How did lost works from the ancient world generally become lost and is there -any- hope of any being recovered?

by MidnightRamblerz

Hello!

I am an undergrad History student currently on leave and I have some familiarity with the ancient world however I am a terrible ignoramus when it comes to manuscript transmission. One thing that fascinates me is the assortment of 'lost works' from the ancient and medieval periods which we know of via references or fragments but which are not preserved extant or in any significant form. All the lost works of Suetonius and Porphyry are eye-watering to consider in terms of source material if they could be re-discovered or reconstructed. I'd like to find out about how these works became 'lost' and what the odds are of recovering any of them? Any authors or periods will do for examples - I know getting hold of classical Greek texts is highly unlikely but are there chances of some later works being found buried out in the wilderness like Nag Hammadi or the Dead Sea Scrolls?

To what extent is the medieval Church to be held responsible for the present situation?

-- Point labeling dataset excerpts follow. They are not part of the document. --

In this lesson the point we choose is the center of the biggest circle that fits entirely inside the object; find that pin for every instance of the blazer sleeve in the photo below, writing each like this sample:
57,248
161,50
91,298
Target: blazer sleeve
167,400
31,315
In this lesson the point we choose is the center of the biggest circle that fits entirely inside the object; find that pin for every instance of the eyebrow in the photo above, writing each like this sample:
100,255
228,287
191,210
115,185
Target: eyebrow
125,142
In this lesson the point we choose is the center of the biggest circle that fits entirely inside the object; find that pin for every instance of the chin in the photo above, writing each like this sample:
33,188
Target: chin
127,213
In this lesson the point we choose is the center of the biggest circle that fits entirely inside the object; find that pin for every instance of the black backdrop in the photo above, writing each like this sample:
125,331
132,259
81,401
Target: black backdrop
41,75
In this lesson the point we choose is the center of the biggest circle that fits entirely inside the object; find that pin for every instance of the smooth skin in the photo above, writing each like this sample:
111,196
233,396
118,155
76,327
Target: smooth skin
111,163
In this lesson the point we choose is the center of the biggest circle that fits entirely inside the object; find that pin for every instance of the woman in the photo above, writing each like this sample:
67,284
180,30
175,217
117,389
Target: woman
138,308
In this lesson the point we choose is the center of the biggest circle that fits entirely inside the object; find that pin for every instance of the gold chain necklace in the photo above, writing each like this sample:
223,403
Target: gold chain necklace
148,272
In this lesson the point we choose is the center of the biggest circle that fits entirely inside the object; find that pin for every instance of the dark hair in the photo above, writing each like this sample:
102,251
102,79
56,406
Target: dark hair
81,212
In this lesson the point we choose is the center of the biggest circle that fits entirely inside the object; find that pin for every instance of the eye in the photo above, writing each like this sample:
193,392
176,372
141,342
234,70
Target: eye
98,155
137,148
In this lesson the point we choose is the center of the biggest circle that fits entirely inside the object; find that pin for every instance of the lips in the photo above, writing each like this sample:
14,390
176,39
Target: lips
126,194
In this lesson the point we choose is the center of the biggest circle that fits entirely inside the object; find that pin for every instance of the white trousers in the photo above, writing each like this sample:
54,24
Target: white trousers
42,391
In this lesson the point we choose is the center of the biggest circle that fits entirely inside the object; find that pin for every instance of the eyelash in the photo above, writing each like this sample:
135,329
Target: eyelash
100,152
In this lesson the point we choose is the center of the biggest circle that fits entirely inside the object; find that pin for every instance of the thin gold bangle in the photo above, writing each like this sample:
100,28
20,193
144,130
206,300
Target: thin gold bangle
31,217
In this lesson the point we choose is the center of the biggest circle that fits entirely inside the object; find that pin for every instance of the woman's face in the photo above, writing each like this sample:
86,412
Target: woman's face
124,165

It's often claimed that Christianity kept civilisation alive during the Dark Ages and that manuscript transmission by monks preserved ancient learning. However, I'm aware of the preservation of much Greek wisdom by Arabic and Persian libraries and I've read accusations of deliberate destruction or neglect of manuscripts containing heretical teachings, 'pagan learning' deemed unworthy of preservation or anything that put the Church in a bad light. And of course Eusebius forever ruining our understanding of Josephus, among other things. Did the Church destroy many ancient texts deliberately? How much was lost as a result of the prioritization of Scripture transmission and the discarding of pagan texts?

Thank you for any help!

farquier

As spectacular as the mass destruction of libraries is, in many ways they're less important for lost works than the simple act of not copying the works. It's often forgotten in our present-day age of easily reproduced text that books are fragile and that handwritten books in particular are expensive and laborious to write. Papyrus rolls and wax tablets (the usual support of ancient books until the rise of the parchment codex in late antiquity) are particularly notable for being extremely fragile and needing to be recopied often to survive; parchment is less fragile but also correspondingly much more expensive and labor-intensive to produce. Hence, virtually any social disruption such as deurbaniztion or even change in fashion is liable to interrupt the transmission of texts and cause them to be "lost", or at least lost enough that they are likely to survive only in isolated repositories whether at Nag Hammadi, Oxhyrinchus, Turfan, or Deir es-Suryani.

I know getting hold of classical Greek texts is highly unlikely but are there chances of some later works being found buried out in the wilderness like Nag Hammadi or the Dead Sea Scrolls?

It's possible; we know of sites where exceptional environmental conditions permit abnormally large numbers of texts to survive and it's quite possible that further archaeological research will find others. Central Asia and Bactria for instance are quite understudied archaeologically, as are significant parts of the Horn of Africa and I would not be extra-ordinarily surprised if there are exceptional manuscript caches floating around. In addition, it's eminently possible that further research in known libraries will produce copies of currently unknown or understudied texts, which in a way is rather more exciting than finding lost copies of texts we already knew existed.

To what extent is the medieval Church to be held responsible for the present situation?

Not very, I'm afraid. While Arabs and Persians rightfully get a great deal of credit for preserving and transmitting literary texts from classical and late antiquity, we often forget that the Byzantine Empire played as big a role in the transmission of Greek texts thanks to monasteries in the Imperial capital like the Studion Monastery. In addition, much classical learning was transmitted in Arabic and Persian not just thanks to Byzantine Greeks who remained in the early Caliphate but also to Syriac, Armenian, and Coptic scholars. One of our most important witnesses to the Classical historian Berossus, for example, is preserved in Armenian translation. We also have to remember when discussing Latin texts that the Western Empire became substantially more deurbanized than the Eastern half of the Empire, and as the Western half was the main region where Latin remained important this would have a serious effect on Latin text survival quite irrespective of religion.